Erweitert und verfeinert hat sich auch das Speisenangebot, das längst über Schlachtplatte oder Vesperteller hinausgeht und neben wechselnden Tagesessen etwa Rostbraten, Rumpsteak oder Schweinemedaillons beinhaltet. Bekannt ist Rienth’s Weintreff seit Jahrzehnten ebenso für Veranstaltungen wie musikalisch begleitete Sonntagsessen oder Schnitzelabende. Besonderer Beliebtheit erfreuen sich die beiden Kabarettabende im Dezember. So ist der zur Tradition gewordene Auftritt von Wommy Wonder bereits ausverkauft.

Wenn Gäste über das Toilettenfenster einstiegen

Anders als in den Anfangsjahren ist die Lokalität – wie viele andere – keine echte Besenwirtschaft mehr und damit auch nicht mehr an die für klassische „Besen“ geltenden Restriktionen gebunden. So können Markus und Nicole Rienth deutlich länger geöffnet haben als Gerhard Rienth in den Anfangsjahren. Eher nostalgischen Charme haben deswegen die in einer Nische untergebrachten Stehtische und zwei sogenannte Stehhilfen, also schlichte Querbrettern. Sie zählen in einer Besenwirtschaft offiziell nicht zu den Sitzplätzen und können zusätzlichen Gästen Raum bieten. Beliebt bei manchen Besenwirten waren auch Sitzbänke, die in der Enge der Gemütlichkeit viel mehr Platz boten als offiziell berechnet. Wenn Gerhard Rienth dann doch einmal die Haustür in der Rommelshauser Straße 4 wegen Überfüllung abgeschlossen hat, kam der eine oder andere sportliche Gast eben über das von Freunden fürsorglicherweise geöffnete Toilettenfenster reingeklettert.
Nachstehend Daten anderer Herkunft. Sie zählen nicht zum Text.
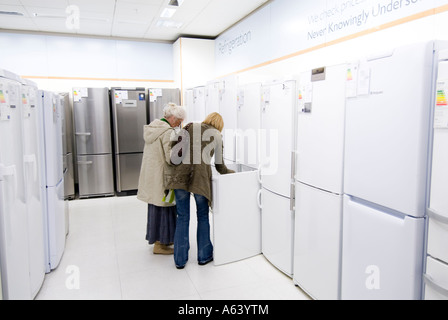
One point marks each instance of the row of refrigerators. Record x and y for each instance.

Das Jubiläum wird am Samstag, 7. Dezember, im Hasentanz 8 bis 10 gefeiert. Von 14 bis 18 Uhr spielt die Band Koi Limit, danach legt ein DJ Musik aus den 1970er-Jahren in Form von Vinylscheiben auf den Plattenteller. Es werden Speisen aus den Anfangsjahren serviert, etwa „Oma Lottes Wurstsalat“. Im Außenbereich gibt es unter anderem Glühwein.